Hardcore MySQL query optimisation

Mort · 21 Jan 2011 at 09:41

Hey all

Having some issues optimising a query in mysql, and wondered if any of the gurus in here could pick it apart?

I know about adding indexes and stuff but optimising really high result set queries is doing me in a bit

All info is here - http://stackoverflow.com/questions/...ql-structure-queries-for-large-mailing-groups

Any help would be appreciated

Hambut_Bulge · 26 Jan 2011 at 16:27

Not sure if you're still needing help with this, but here goes...
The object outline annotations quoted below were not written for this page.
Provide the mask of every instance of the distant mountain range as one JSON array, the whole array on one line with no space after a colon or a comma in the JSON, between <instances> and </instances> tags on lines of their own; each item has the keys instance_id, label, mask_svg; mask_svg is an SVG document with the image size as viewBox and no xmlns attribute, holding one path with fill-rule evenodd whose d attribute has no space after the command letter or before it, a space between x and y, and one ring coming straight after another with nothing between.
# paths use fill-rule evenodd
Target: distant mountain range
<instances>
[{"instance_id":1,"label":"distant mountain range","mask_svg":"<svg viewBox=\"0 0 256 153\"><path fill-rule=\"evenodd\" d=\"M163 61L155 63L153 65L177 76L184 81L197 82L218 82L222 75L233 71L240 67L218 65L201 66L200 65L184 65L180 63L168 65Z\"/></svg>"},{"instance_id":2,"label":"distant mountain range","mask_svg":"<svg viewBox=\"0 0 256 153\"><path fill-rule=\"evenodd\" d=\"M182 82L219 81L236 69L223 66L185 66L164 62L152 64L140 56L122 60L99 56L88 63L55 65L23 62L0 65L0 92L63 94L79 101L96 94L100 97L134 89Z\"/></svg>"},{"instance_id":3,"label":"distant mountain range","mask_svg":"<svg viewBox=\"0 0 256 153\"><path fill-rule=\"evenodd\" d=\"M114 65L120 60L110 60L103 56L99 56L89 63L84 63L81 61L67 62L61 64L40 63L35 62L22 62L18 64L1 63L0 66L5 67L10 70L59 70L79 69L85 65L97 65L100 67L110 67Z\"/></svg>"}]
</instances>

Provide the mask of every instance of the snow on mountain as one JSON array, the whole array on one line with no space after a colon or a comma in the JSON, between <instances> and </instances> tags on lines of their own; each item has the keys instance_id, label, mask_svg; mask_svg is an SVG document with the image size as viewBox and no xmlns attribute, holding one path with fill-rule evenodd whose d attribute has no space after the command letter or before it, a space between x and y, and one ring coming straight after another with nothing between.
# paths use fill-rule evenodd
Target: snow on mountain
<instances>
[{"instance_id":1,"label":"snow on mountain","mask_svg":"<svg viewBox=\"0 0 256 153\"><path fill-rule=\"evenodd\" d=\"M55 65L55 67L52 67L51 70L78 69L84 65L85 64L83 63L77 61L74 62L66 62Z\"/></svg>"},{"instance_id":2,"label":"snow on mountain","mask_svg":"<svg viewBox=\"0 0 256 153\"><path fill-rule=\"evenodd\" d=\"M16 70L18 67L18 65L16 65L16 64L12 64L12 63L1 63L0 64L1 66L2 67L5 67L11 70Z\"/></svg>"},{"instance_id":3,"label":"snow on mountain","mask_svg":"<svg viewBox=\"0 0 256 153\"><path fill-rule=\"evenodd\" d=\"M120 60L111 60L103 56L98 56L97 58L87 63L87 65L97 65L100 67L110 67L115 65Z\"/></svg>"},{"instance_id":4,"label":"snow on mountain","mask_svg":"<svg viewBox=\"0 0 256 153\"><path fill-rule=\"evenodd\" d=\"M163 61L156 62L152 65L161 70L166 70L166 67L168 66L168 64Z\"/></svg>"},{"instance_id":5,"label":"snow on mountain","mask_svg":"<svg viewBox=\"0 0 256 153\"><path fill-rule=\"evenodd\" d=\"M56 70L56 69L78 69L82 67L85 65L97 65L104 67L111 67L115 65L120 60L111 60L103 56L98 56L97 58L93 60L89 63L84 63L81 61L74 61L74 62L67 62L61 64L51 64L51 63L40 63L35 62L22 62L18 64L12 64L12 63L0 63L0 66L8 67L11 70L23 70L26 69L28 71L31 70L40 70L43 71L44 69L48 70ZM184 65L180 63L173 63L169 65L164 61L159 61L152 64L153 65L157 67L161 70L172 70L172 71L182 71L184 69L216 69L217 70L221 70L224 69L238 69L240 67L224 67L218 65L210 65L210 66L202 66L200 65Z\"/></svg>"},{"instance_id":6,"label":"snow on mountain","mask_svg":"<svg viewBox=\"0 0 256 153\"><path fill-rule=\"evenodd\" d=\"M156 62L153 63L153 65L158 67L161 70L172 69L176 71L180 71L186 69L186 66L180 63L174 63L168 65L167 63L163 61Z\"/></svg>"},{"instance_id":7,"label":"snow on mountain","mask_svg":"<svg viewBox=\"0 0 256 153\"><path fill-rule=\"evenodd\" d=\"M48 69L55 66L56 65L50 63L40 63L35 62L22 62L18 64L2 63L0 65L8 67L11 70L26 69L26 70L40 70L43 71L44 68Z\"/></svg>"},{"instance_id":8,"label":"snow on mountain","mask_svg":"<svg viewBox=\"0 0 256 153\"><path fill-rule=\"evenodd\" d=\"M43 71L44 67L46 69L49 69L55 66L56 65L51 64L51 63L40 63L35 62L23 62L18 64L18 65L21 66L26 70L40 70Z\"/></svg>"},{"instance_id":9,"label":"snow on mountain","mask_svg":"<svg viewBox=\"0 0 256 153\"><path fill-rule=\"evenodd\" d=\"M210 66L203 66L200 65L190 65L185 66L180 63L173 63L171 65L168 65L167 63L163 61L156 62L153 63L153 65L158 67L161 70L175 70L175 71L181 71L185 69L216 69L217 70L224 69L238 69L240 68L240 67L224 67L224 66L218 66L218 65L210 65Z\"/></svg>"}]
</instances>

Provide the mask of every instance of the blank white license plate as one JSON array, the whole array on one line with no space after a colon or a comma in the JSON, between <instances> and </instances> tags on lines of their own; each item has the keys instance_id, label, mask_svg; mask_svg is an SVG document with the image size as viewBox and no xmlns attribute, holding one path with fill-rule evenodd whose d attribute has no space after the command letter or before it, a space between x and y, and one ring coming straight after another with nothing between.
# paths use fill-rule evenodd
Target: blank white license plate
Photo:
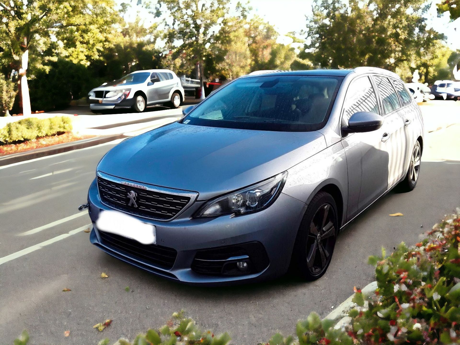
<instances>
[{"instance_id":1,"label":"blank white license plate","mask_svg":"<svg viewBox=\"0 0 460 345\"><path fill-rule=\"evenodd\" d=\"M118 211L101 211L96 225L99 230L131 238L143 244L156 244L155 226Z\"/></svg>"}]
</instances>

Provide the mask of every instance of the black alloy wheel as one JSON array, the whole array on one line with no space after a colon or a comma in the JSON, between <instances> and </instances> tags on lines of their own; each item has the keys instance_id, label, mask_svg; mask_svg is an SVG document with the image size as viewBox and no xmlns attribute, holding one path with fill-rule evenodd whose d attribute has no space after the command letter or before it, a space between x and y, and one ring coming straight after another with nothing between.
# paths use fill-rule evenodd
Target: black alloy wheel
<instances>
[{"instance_id":1,"label":"black alloy wheel","mask_svg":"<svg viewBox=\"0 0 460 345\"><path fill-rule=\"evenodd\" d=\"M317 279L331 262L338 233L338 213L334 198L320 192L309 203L296 239L291 271L305 280Z\"/></svg>"}]
</instances>

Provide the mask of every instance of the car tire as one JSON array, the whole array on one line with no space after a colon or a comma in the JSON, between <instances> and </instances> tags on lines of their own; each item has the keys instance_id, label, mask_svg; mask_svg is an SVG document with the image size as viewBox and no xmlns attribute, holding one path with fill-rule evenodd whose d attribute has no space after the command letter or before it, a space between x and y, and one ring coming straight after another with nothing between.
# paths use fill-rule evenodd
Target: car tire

SELECT COUNT(c_id) FROM contacts, mgroups
LEFT JOIN mgroups_explicit ON mg_id = me_mg_id
WHERE mgroups.site_id = '10'
AND mg_id = '20'
AND me_c_id = c_id
AND contacts.site_id = '10'
OR (contacts.site_id = '10' AND ( c_tags LIKE '%tag1%')) AND c_id NOT IN
( SELECT mex_c_id FROM mgroups_exclude WHERE c_id = mex_c_id ) GROUP BY c_id

First things off you're mixing old and new (ANSI) style joins in the same query. This is considered a bad idea in SQL circles. By old style I mean we write a query with a join along these lines

SELECT a.column_name, b.column2
FROM table1 a, second_table b
WHERE a.id_key = b.fid_key
AND b.some_other_criteria = 'Y';

In the newer ANSI style we'd rewrite the above to this:

SELECT a.column_name, b.column2
FROM table1 a INNER JOIN second_table b ON a.id_key = b.fid_key
WHERE b.some_other_criteria = 'Y';

Its neater and easier to read which bits are join conditions and which are where clauses. Its also best to get into the habit of using ANSI style as old style support may (at some point) be discontinued.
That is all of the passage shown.